I think [Communications and Information Minister Johnny G. Plate] mentioned in an interview that within the first five days, more than 500,000 medical workers had used the chatbot.

We’ve been getting some case studies from some that have used it, particularly those outside the main cities. Having something like WhatsApp, which works on such low bandwidth and they’re very familiar with, has really helped to get more of them up and using it.

Why is it important to launch an accessible platform to help the vaccination program?

For any government, the important thing for them is they’re working out a plan for vaccination; how you get this out to the right people at the right time. Once you’ve made the calls, the most important thing then is to get people in the system an appointment and do that as quickly and easy as possible.

What the WhatsApp chatbot has done is it has made it accessible to a whole load of medical workers in something that’s very familiar to them, so signing up for this vaccination doesn’t feel like something they put off.

Many Indonesians are very dependent on the messaging service for work and connecting with their loved ones. Alongside with the benefits, they also have been exposed to misinformation, especially during COVID-19. How is WhatsApp handling that?

Getting correct information out is critically important, so is addressing misinformation. For WhatsApp specifically, there's a few different ways. The first thing is we put in just enough friction that it's not easy for them to quickly send the information to everyone they know.

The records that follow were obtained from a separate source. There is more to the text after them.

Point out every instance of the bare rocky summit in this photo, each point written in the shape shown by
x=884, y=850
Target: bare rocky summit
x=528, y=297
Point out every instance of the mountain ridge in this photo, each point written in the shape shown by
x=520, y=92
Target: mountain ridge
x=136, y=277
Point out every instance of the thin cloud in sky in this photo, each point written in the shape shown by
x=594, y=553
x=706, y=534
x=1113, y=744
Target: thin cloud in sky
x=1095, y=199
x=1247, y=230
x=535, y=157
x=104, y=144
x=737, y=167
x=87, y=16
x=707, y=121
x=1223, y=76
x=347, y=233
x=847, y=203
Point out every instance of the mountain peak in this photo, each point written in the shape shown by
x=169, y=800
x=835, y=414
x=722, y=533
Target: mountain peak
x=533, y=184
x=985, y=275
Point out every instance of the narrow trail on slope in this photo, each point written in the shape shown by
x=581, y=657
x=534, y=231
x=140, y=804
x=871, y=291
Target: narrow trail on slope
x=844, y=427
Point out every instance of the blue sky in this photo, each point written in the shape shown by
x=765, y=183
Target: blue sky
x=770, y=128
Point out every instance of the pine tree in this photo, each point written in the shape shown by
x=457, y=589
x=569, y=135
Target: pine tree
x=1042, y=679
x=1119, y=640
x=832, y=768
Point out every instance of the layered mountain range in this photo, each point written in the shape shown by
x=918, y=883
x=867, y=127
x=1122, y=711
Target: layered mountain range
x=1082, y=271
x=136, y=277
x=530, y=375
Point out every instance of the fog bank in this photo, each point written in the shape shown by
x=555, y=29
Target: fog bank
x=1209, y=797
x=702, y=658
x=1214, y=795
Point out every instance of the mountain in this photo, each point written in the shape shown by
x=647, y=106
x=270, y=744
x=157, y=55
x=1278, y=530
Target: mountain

We talked about kind of nudging them in the right direction.

In 2019 before COVID-19 even started, we reduced the number of forwarded messages to five tasks. So, when something came in, you could only send it to five groups at once. With that, globally we saw a reduction in 25 percent of forwarded messages.

As the pandemic all kicked off, we reduced the number of highly forwarded messages to only one group at a time. So, once it has that highly forwarded two arrows, you can manually send it to only one group, before that can happen again. With that, we saw a reduction of 70 percent of highly forwarded massages.

That's the first thing around what we can do to help encourage people to make better decisions and think about what they are sharing.

The second thing that we do is working with fact-checkers. Globally, we donated US$1 million to the international fact-checking network to address coronavirus misinformation. Closer at home, I've been working with MAFINDO [The Indonesian Anti-Slander Society] for three or four years around the chatbot that they have, and we continue to work with them because they're really plugged in locally.

The third part that we work on more broadly up until now but will definitely start shifting into misinformation is working with community groups at a grassroots level to provide education to people.

We did a big program last year around women in the home and how to educate them and setting them up. We did research and then provided trainers into the community. We've been working with ICT Watch now for more than a year, going to 12 cities last year alongside Kominfo just doing education on the basics of [misinformation and privacy].